Well, let's see. What's been going on?
The afternoon after I posted my last entry a bird shit on me. It seemed so appropriate, given the way things have been going for me lately and it was sort of like final evidence that the universe in general was shitting on me.
Gosh, bitter much?
But other than that things have been great. Well, no, ok. that was a total lie. But as much as I love you all and want to make out with many of you and am even actually formally betrothed to one of you, there are some things that ya'll just do not want to hear me whine about because they are so sad and pitiful that you would immediately sink into a great depression in sympathy for me and I just cannot have that on my conscience. Seriously, I am expecting to be made into a Lifetime Original Movie Event in the near future. Which is why I decided to take a break from this thing, which I intended to be longer, but dammit I miss you people.
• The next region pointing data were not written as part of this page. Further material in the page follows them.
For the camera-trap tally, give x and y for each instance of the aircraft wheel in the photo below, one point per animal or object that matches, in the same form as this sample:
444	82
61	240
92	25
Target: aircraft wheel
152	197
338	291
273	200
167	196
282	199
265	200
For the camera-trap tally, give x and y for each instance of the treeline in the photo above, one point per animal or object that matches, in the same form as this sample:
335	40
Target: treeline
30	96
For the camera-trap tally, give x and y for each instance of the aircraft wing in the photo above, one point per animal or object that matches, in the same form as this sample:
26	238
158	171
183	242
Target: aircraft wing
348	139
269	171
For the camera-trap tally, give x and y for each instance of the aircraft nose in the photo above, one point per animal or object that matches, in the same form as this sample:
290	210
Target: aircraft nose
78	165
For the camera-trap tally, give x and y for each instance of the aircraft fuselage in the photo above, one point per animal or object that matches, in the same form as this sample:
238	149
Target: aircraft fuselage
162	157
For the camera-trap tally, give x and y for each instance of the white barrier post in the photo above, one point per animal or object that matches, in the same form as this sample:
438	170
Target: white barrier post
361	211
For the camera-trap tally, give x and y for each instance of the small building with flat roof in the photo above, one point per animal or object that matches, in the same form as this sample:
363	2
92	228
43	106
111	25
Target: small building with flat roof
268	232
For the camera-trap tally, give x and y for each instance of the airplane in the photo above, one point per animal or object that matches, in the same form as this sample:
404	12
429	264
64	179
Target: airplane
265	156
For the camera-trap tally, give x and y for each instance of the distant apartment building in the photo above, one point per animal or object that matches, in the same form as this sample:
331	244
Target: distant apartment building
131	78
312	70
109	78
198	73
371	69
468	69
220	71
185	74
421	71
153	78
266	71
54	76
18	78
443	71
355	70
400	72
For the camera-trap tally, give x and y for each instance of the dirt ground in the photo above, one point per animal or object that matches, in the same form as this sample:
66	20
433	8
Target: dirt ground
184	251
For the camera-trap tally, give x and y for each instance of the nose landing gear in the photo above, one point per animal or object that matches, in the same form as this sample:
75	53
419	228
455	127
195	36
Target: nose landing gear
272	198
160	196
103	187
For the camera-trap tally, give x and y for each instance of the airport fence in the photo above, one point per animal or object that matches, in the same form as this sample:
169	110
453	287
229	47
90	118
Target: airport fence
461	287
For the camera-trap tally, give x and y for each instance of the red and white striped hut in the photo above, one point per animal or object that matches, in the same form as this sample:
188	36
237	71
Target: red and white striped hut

So then I was going to come back and just do a bunch of happy bullshit but I tried to write that and it sucked because it was, you know, bullshit.
So let's just say that if all the things going on lately were not too ridiculous and pitiful and frankly outrageous to discuss and if I did tell you all about it in great detail you would all feel very very sorry for poor little me and the rash of shit which I did not deserve but which I have been served anyway. And then you would all buy me chocolate and wine and flowers and a new kitten which I would name Constantinople Jones but nickname Poopy Head and you would tell me I'm pretty and funny and brilliant and your hero and that you want to have my babies at the first possible opportunity and that if anyone is ever mean to me again you will hold them down while I beat them up and then I will be happy and will never cry again and will email you pictures of the kitten eating the flowers you bought me and will share my chocolate. But I will not share my wine.
So. Let's pretend that we did all that. And then let's pretend we did it all again but all about you this time because I'm not selfish like that and also because I know that lots of people have it lots worse than me, but do you know how hard that is to remember sometimes? And then let's tell jokes. I'll go first.
Two nuns are riding their bicycles to church and are forced to take a detour through an old, little used street. "I've never come this way before," says the first nun. The other replies, "It's probably the cobblestones."